Seventh rule of Laundry Day: Make your house like a laundromat.
Again, I come from the land of dryers. There are no households in the US that don't have dryers or that don't have access to dryers. It's simply unheard of. So when I found out that people here don't have them (unless you live in suburbia), I definitely did my share of whining and wandering aimlessly in the streets mumbling about the impossibility of it. I even considered buying one and sticking it somewhere inane like my living room (small as it is), just so I wouldn't have to give up the convenience of it.
But alas, I gave in and did as the locals do. Which is: the drying rack.
Normally I would have this in my kitchen/walk in closet area, but since I had maintenance people coming in to fix a gutter outside my window, I had to move it, so that's why it's in my living room this time.
Now, being completely naive and ignorant in this newfound field of "air drying," there were definitely some lessons I needed to learn before I got to my current state of nowhere-near perfection.
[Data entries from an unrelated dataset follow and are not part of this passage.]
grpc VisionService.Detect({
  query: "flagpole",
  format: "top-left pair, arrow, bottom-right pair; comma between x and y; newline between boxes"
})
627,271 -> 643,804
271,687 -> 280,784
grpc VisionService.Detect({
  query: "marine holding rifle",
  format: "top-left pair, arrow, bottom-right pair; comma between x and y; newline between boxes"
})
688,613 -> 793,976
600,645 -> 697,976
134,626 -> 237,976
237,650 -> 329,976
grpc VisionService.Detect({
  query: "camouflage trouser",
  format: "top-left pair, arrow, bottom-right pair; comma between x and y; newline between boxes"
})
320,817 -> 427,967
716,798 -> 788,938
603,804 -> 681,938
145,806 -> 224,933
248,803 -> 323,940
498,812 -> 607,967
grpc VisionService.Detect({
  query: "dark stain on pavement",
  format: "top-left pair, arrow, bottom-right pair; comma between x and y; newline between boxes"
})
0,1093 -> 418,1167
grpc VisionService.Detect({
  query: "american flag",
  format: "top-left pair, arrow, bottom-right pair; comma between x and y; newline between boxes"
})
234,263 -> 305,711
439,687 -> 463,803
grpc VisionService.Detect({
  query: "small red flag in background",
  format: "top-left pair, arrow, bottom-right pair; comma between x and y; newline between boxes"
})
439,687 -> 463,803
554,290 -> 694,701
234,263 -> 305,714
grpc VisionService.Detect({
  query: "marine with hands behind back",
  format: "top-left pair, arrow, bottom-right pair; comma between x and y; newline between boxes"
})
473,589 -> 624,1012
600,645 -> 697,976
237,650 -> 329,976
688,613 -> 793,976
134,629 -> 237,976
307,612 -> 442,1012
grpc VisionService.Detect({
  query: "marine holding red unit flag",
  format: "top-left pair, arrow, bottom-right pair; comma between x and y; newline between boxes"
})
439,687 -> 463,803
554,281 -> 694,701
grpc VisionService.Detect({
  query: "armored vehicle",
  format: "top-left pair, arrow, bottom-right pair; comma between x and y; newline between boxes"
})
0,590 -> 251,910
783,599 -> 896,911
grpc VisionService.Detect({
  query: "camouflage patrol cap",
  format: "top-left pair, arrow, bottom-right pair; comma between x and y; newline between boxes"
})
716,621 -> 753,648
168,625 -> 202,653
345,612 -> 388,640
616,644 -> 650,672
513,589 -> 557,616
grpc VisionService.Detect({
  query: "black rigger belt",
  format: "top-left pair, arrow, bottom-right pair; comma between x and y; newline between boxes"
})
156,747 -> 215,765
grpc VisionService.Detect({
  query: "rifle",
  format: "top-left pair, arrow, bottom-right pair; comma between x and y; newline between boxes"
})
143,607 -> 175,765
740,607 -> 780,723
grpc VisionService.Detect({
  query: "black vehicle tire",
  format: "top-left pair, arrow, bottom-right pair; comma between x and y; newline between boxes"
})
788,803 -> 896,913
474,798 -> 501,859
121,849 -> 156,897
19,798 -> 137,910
And I'm still learning. And what you see here is not my normal state of efficiency (again, maintenance people coming in). Normally I have pants hanging from hangers and clothes pins off of every cupboard door handle in the kitchen to maximize air circulation and everything is spread out. I basically turn my kitchen into a laundromat. But alas, not this time.
Eighth rule of Laundry Day: Get yourself a Doc Sock.
And last but not least, you need to get yourself a Doc Sock (as my sister lovingly dubbed him).
These guys: priceless. You can hang socks, undies...any sort of small item off of them. Invaluable. And hilarious! Mine hangs conveniently off of the purse hook I installed on my kitchen bar table. This was acquired from Ikea for a minimum of euros. Totally awesome.
So, in conclusion, despite the fact that I came from a land of fluffy warm laundry that conveniently appears whenever you throw it into a machine, I am indeed learning to deal with harsh realities. And it's not so bad. I feel like a real person who has some real world skills now. I may actually make it, should I be left to my own devices in some electricityless land somewhere out in the middle of nowhere.
Thanks Finland, for showing me light. I still miss the smell of dryer sheets, the warmth of clothes straight from the dryer, and most especially the fluffiness of a towel freshly washed and dried...but it's cool, because the dryer sheets I foolishly brought with me are being given as a wedding present to someone who does have a dryer and who knows the preciousness of such things (plus she now understands the pains of knowing something amazing and not being able to get it anymore...she just ran out of her supply a month ago and has not been the same since). Ah, the sacrifices.